My reflection on language is not only the reflection on the Czech language, but also a reflection about all the other languages I can use with the people I am living with. It is a topic I like to write about, because it is one of the most challenging things here for me. Furthermore, I really like it to learn languages. So it is quite perfect to live with people who speak different languages, although it might be confusing as well to switch all the time from one language to another one.
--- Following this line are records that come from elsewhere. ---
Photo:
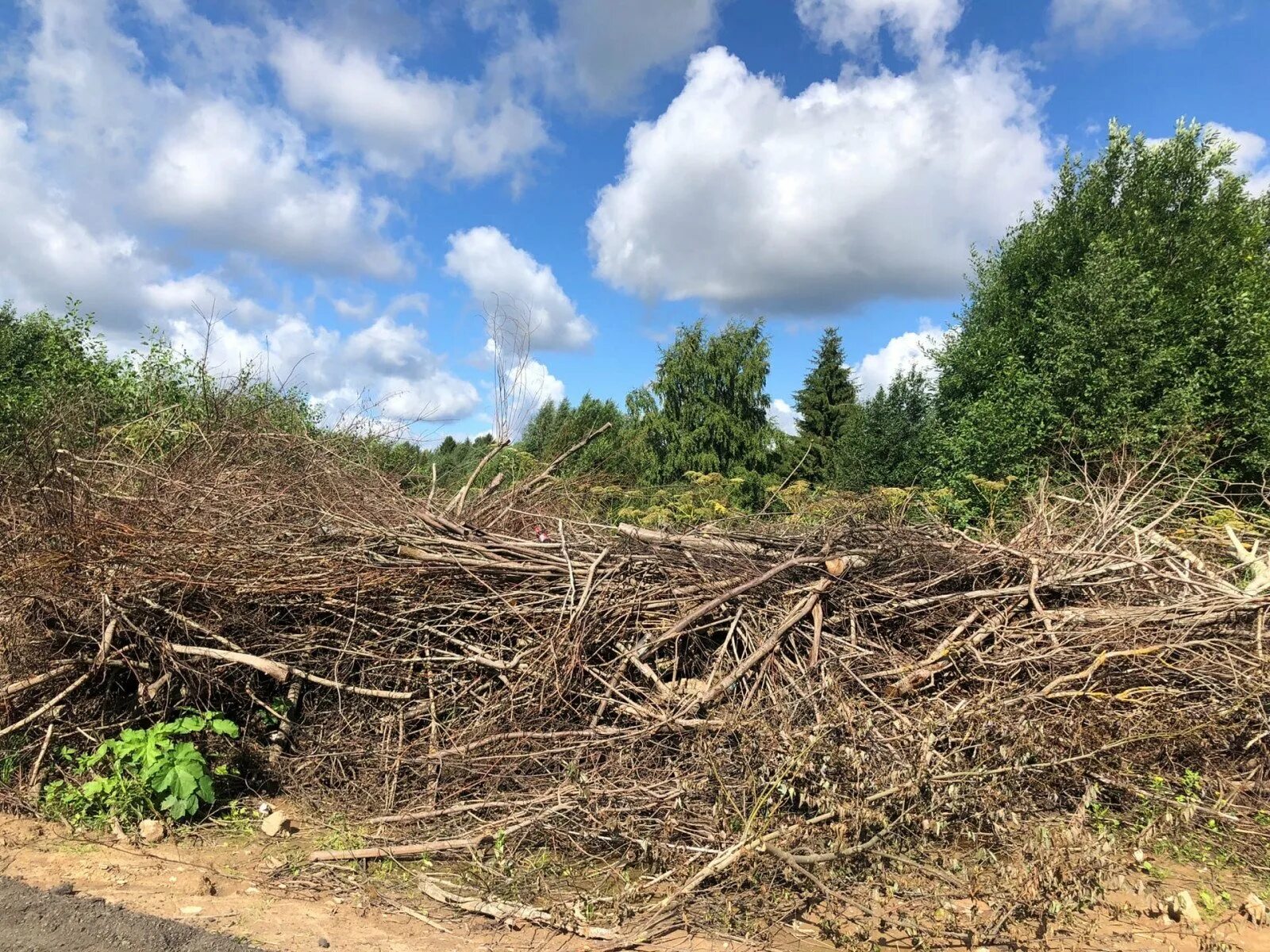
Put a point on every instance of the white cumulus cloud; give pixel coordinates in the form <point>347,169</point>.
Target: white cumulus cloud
<point>489,264</point>
<point>854,190</point>
<point>1251,155</point>
<point>406,121</point>
<point>613,46</point>
<point>918,27</point>
<point>910,351</point>
<point>784,416</point>
<point>234,183</point>
<point>384,368</point>
<point>1095,25</point>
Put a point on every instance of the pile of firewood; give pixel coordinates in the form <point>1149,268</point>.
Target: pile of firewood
<point>721,727</point>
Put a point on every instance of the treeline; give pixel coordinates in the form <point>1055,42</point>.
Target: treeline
<point>1128,311</point>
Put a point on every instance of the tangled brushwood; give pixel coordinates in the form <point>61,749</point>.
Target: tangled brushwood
<point>619,731</point>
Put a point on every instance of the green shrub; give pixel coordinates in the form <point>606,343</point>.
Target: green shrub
<point>141,774</point>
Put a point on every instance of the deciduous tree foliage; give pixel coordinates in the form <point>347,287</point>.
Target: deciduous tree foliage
<point>1132,308</point>
<point>827,408</point>
<point>889,442</point>
<point>706,409</point>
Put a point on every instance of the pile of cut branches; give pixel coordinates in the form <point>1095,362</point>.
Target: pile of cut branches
<point>717,729</point>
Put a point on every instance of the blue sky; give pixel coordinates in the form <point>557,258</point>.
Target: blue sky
<point>351,183</point>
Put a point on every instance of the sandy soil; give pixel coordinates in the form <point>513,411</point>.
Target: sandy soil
<point>222,884</point>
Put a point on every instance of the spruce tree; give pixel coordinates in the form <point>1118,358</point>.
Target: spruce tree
<point>826,406</point>
<point>706,409</point>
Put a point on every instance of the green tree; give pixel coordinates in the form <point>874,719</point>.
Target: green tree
<point>888,442</point>
<point>706,409</point>
<point>1132,308</point>
<point>826,406</point>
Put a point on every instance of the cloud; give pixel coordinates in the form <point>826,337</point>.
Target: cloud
<point>613,46</point>
<point>384,370</point>
<point>529,386</point>
<point>1096,25</point>
<point>489,264</point>
<point>784,416</point>
<point>918,27</point>
<point>235,183</point>
<point>867,187</point>
<point>406,121</point>
<point>911,351</point>
<point>48,253</point>
<point>1251,156</point>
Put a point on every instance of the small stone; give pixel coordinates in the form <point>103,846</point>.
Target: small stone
<point>277,824</point>
<point>1255,911</point>
<point>1183,909</point>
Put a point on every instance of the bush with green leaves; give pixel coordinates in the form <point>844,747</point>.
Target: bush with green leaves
<point>141,774</point>
<point>1130,310</point>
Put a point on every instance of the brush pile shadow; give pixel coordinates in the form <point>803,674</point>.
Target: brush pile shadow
<point>719,730</point>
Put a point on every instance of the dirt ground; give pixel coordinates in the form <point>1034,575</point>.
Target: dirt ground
<point>213,892</point>
<point>56,920</point>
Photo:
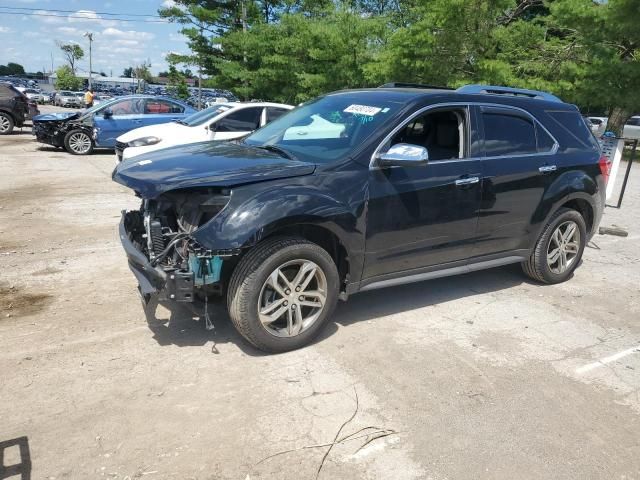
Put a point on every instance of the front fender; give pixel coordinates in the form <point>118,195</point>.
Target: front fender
<point>255,212</point>
<point>572,185</point>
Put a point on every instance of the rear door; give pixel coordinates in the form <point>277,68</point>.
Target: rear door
<point>518,166</point>
<point>238,123</point>
<point>125,116</point>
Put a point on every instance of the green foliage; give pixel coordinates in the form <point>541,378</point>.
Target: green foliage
<point>67,80</point>
<point>12,69</point>
<point>292,50</point>
<point>72,52</point>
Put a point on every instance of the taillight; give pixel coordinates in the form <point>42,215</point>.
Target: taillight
<point>605,168</point>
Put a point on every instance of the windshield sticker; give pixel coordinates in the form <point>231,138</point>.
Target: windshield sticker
<point>362,110</point>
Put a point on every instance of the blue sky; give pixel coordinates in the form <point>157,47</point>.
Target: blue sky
<point>30,40</point>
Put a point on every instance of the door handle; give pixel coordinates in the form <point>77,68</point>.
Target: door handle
<point>467,181</point>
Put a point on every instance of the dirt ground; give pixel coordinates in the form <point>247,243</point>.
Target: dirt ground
<point>482,376</point>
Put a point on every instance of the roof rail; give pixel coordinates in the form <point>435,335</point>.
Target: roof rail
<point>412,85</point>
<point>518,92</point>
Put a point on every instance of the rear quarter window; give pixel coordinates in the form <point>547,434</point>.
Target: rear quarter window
<point>570,130</point>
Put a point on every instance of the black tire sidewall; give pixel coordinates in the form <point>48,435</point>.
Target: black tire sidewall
<point>304,251</point>
<point>66,142</point>
<point>543,267</point>
<point>11,123</point>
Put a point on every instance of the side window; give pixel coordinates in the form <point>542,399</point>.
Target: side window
<point>273,113</point>
<point>508,135</point>
<point>245,120</point>
<point>127,107</point>
<point>440,132</point>
<point>162,106</point>
<point>545,141</point>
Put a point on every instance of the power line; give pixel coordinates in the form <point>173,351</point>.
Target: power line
<point>43,10</point>
<point>81,17</point>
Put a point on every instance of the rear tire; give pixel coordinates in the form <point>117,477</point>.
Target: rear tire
<point>78,142</point>
<point>6,123</point>
<point>559,248</point>
<point>288,275</point>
First of all, I am really trying to learn Czech, but it is quite complicated. I am doing one course, but the progress is not very fast. I have two tandems which teach me Czech and I teach them German. This is nearly the only possibility to speak Czech, because in Prague people, above all young people, speak English very well, so that it is much easier to speak English, also because my Czech skills are quite poor. Sometimes when I listen to people speaking in Czech, it sounds as if they were speaking in Swiss German. They say for example “jo” in the same way I would in Switzerland.

With the people which I am living with I speak mainly Spanish. But at the beginning it was quite confusing, because my Spanish was South American Spanish, which is a little bit different from the Spanish Spanish. But I already got accustomed, and now we can communicate quite well. What I noticed about Spanish is that it is usually not spoken quietly, and the same thing happens to me: When I am speaking Spanish, my voice is louder.

Then I have some friends from Germany, with which I can speak German. This obviously does not confuse me, since Swiss German is my mother tongue. But most of the time I speak English, because this is the language that all the students understand, although hardly anyone is a native English speaker. I really like it to speak different languages and to switch the languages often although it is quite challenging. This is a challenge which is for me quite nice.

What happens to me is that sometimes I am not aware of whether I am speaking English or Spanish (or occasionally Czech), and I start to speak and then realize that I am using the wrong language for the people around me to understand me, and then I switch the language.